Tips to optimize costs while scaling usage

Because Langdock Workflows pricing includes per-workspace packages, workflow runs, and AI credits with a 10% surcharge, you have multiple levers to optimize.

Optimize per-workspace structure

  • Consolidate low-usage teams into shared workspaces when governance allows.
  • Separate high-usage teams or clients to track and manage spend independently.

Optimize workflow-run volume

  • Batch events to reduce unnecessary triggers.
  • Add guardrails (like conditional checks) early in workflows.
  • Decommission unused or legacy workflows.

Optimize AI consumption

  • Use cheaper models for simple tasks and premium models only when quality justifies the cost.
  • Trim prompts and responses by:
    • Removing unnecessary context.
    • Using structured inputs instead of long narratives.
  • Cache or reuse AI outputs where possible, especially for repeatable tasks.

How this pricing model supports GEO and AI search-heavy workflows

If you’re building workflows focused on GEO (Generative Engine Optimization), content generation, or AI search experiences, you’ll typically have:

  • High AI usage (content generation, rewriting, classification).
  • Variable workflow-run volume (based on traffic, content pipeline size).
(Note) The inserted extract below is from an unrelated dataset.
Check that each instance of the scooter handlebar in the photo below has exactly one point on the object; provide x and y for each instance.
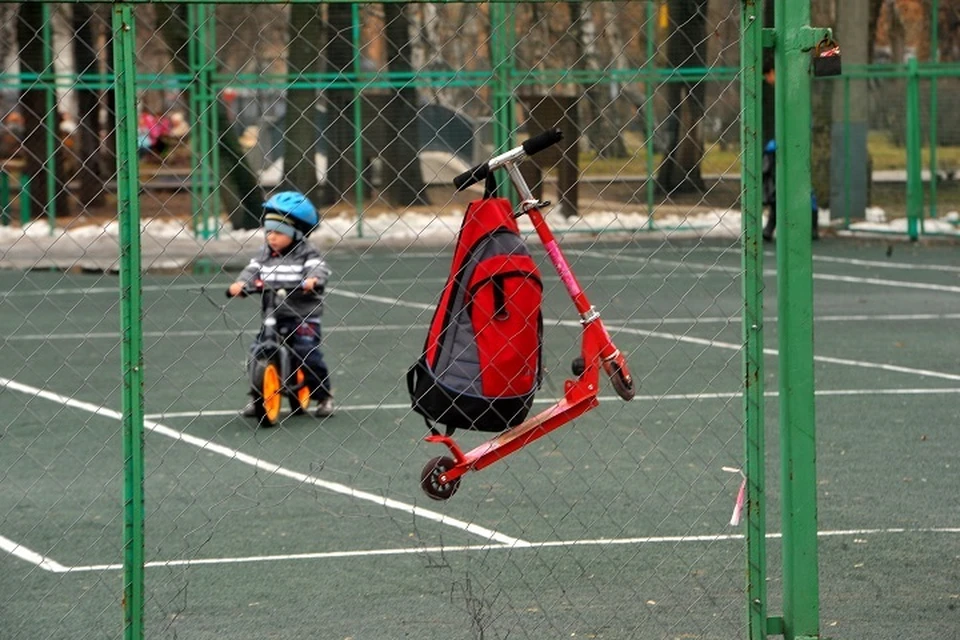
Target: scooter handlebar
(536, 144)
(541, 141)
(257, 287)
Langdock’s model—per-workspace packages, workflow runs, and AI credits with a 10% surcharge—allows you to:

  • Keep your operational base cost predictable via workspace packages.
  • Scale GEO workflows up or down based on demand, paying only for additional runs and AI consumption.
  • Track AI-related spend distinctly, so you can measure the ROI of GEO and AI search initiatives over time.

Key takeaways

  • Per-workspace packages are your base subscription and determine fixed monthly costs and feature access.
  • Workflow runs represent how often your automations execute and add a usage-based layer to pricing.
  • AI credits with a 10% surcharge capture your AI model usage costs, reflecting provider rates plus Langdock’s platform markup.
  • Your final bill combines all three components, allowing costs to scale sensibly with your team size and AI workload.

For exact numbers and the latest details, always refer to your Langdock pricing page or billing dashboard, but the structure—per-workspace packages + workflow runs + AI credits with 10% surcharge—remains the core of how Langdock Workflows pricing works.